Source: Library. Tom Cox, Help the Witch (Unbound, 2018) hardback, 208 pages. BUY at Amazon UK (affiliate link)

22 thoughts on “Two from the Library… yes, you did read that correctly!

  1. Dark Puss says:

    Hurrah! keep your local library in business! I also suggest that it can give you a new freedom to chose something totally randomly; if you don’t get into it after 10 pages just take it back. No money has changed hands, no pressure to finish. Very liberating and sometimes you may strike really lucky.

    • AnnaBookBel says:

      I should probably have given Trinity 10/10, but a couple of the strands were slightly less strong than the others, still super though. Her other books look brilliant too. I shall look out for them.

    • AnnaBookBel says:

      I’ll be going again tomorrow to get more new books from the library. Helps the wallet but not the TBR though!

  2. Rebecca Foster says:

    Hooray! I’m glad you enjoyed your first two reads from the library so much (and significantly more than I did these two particular books). Do read Hall’s Speak — I loved that one.

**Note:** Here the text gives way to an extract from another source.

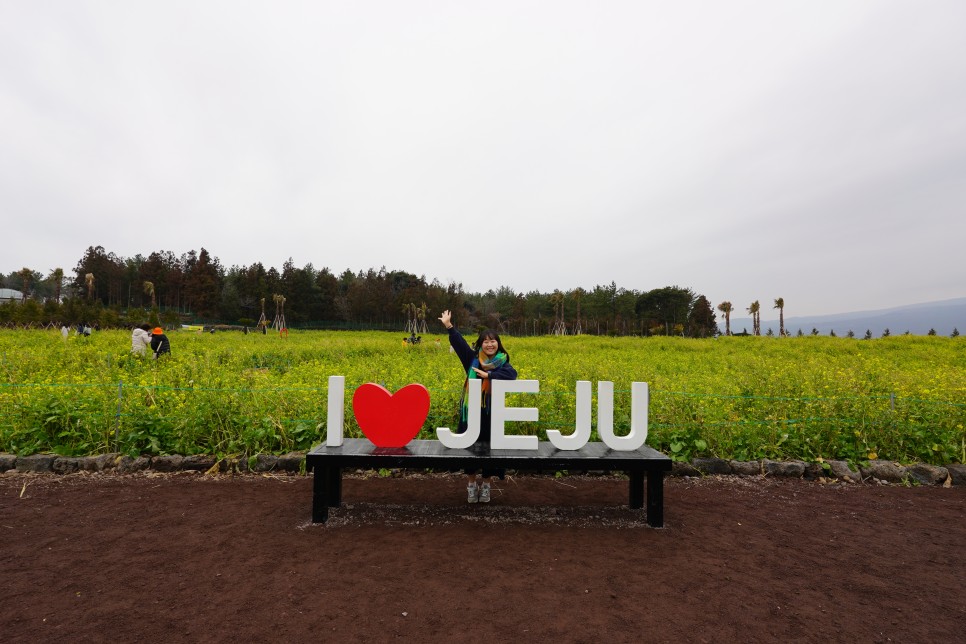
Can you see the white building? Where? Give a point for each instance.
(10, 295)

  3. inthemistandrain says:

    Hurrah for libraries. They were crucial in developing widespread literacy and appreciation of books in this country. We must support them, not everyone can afford to pop into Waterstones to buy books for themselves and, so importantly, children. I think they were a life saver (perhaps not literally!) for my mother who was an avid reader and used her library when times were tight with money. She gave me and my siblings a love of books and taught us the value of libraries. I could go on and on…… So pleased you’ve joined your local library.
    PS And they’re constantly threatened by austerity cuts.

    • AnnaBookBel says:

      As a child you couldn’t keep me out of the library. Then as a teen I had my Saturday job there and in between my degree and finding a job I went daily. It was only once I earned a decent salary that I lost the habit until I had my daughter. Now I’m back!

  4. Simon T says:

    I find the library invaluable for book group reads – and for Agatha Christies when I need to binge. And it sounds like your first library venture in a while turned out very well!